Coffee Quality

About

This SQL project was conducted using coffee quality dataset from Kaggle. This dataset contains ID, Country of Origin, Farm Name, Lot Number, Mill, ICO number, Company, Altitude, Region, Producer, Number of Bag, Bag Weight, In-Country Partner, Harvest Year, Grading Date, Owner, Variety, Status, Processing Method, Aroma, Flavor, Aftertaste, Acidity, Body, Balance, Uniformity, Clean Cup, Sweetness, Overall, Defects, Total Cup Points, Moisture Percentage, Category One Defects, Quakers, Color, Category Two Defects, Expiration, Certification Body, Certification Address, and Certification Contact. This project aimed to clean data then glean insightful information from useful dataset about coffee quality.

Techniques

  1. Understanding and Preparing Data
  2. The first step in understanding data was to ingest the dataset and comprehend the meaning of each column as well as the insights it offers. Make a note of the actions and analyses that will be performed.

  3. Data Cleaning
  4. Data cleaning included removed unused columns, replaced some value to get better data understanding, create new column to get average and total about some columns, standardized alphabet value in certain column, replaced and removed some columns, and standardized decimal number.

  5. Future Relationship
  6. Revealing data relationship using scatterplot and heatmap correlation.

  7. Ask Question About Data
  8. Regarding this dataset, the following queries were posed:
    1. Which country of origin and company produces the most coffee?
    2. What company produces the highest total weight of coffee?
    3. What processing methods produce the lowest and highest total cup points?
    4. What processing method produces the highest moisture?
    5. What is the detailed information about the best total cup points coffee?
    6. What varieties and processing methods produce the lowest acidity?
    7. Which coffee has the highest number of category one and two defects?
    8. What color has the highest total cup points?
    9. What moisture and processing methods produce the most category one and two defects?
    10. Does each variety have the same coffee color?
    11. What are the popular methods used?
    12. What certification bodies have the highest and lowest total cup points?
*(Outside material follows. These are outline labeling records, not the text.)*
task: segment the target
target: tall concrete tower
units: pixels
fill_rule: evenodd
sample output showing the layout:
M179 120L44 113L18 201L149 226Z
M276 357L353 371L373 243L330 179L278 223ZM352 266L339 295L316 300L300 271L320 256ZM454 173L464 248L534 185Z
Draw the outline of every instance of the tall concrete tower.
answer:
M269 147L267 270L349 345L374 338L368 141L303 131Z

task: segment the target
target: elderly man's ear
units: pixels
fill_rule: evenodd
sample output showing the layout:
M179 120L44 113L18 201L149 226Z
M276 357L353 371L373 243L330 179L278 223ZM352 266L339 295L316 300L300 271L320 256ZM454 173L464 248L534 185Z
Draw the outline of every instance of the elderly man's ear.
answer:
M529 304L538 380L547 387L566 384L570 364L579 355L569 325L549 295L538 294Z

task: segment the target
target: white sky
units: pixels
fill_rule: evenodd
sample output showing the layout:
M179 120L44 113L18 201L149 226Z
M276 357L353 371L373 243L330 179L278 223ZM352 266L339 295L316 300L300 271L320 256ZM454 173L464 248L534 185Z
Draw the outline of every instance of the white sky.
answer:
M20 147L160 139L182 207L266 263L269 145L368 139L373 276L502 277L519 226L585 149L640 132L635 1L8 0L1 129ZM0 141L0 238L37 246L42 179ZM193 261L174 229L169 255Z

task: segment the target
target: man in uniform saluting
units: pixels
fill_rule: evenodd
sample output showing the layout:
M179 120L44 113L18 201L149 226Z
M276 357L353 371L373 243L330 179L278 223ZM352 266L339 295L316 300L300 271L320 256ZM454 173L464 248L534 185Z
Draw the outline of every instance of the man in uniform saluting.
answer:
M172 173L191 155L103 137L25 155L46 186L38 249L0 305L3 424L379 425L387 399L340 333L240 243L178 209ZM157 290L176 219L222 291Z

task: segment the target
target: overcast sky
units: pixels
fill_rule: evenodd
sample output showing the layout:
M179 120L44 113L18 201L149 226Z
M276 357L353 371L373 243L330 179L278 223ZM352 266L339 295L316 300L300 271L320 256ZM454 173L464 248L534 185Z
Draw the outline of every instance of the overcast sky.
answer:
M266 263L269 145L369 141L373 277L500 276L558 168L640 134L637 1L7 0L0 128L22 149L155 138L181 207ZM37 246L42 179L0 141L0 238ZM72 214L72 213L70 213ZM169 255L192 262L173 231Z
SQL Concepts Applied in Queries

Queries used in this project included updating and deleting data, aliasing, join data value, aggregate, common table expression (CTE), string function, and data rank.

Summarized Insights

  1. The query showed data about most companies and countries of origin that produce coffee. This data gives information the most productive company and country is Taiwan.
  2. Yhaenu plc has the highest total weight coffee than other companies. This company processed the highest amount of coffee.
  3. Natural/Dry method produced the lowest total cup points while washed/wet method produced the highest total cup points. This result gives insight the best processing method that produced the highest points.
  4. Washed/Wet method also has the highest moisture percentage. This means this coffee is more easily expired because of the high moisture percentage.
  5. The query showed detailed information about the highest total cup points. This data can help producers to process their coffee and get better quality.
  6. Mundo Novo variety with natural/dry process produced the lowest acidity. This result can help consumers who prefer not acid or acid coffee.
  7. The companies that produced the highest category one and two defects can make improvements to their coffee processing. The company can compare the detailed information about their coffee and other coffee that have better number of defects.
  8. Green color provided the highest total cup points, but the results were also influenced by variety, processing method, etc.
  9. Natural dry process with 10.5% moisture content has the highest category one defects, while washed/wet process with 12.30% moisture content has the highest category two defects. That means the coffee process and moisture content affect the number of coffee defects.
  10. The results showed that every variety has different coffee color, the same processing method also can produce different colors of coffee.
  11. The most popular processing method is washed/wet process. This result can be affected by the highest total cup point produced by this process.
  12. Centro Agroecologico del Café A.C had the lowest total cup points while Japan Coffee Exchange produced the highest total cup points. These results can be used for producers' consideration while choosing certification body.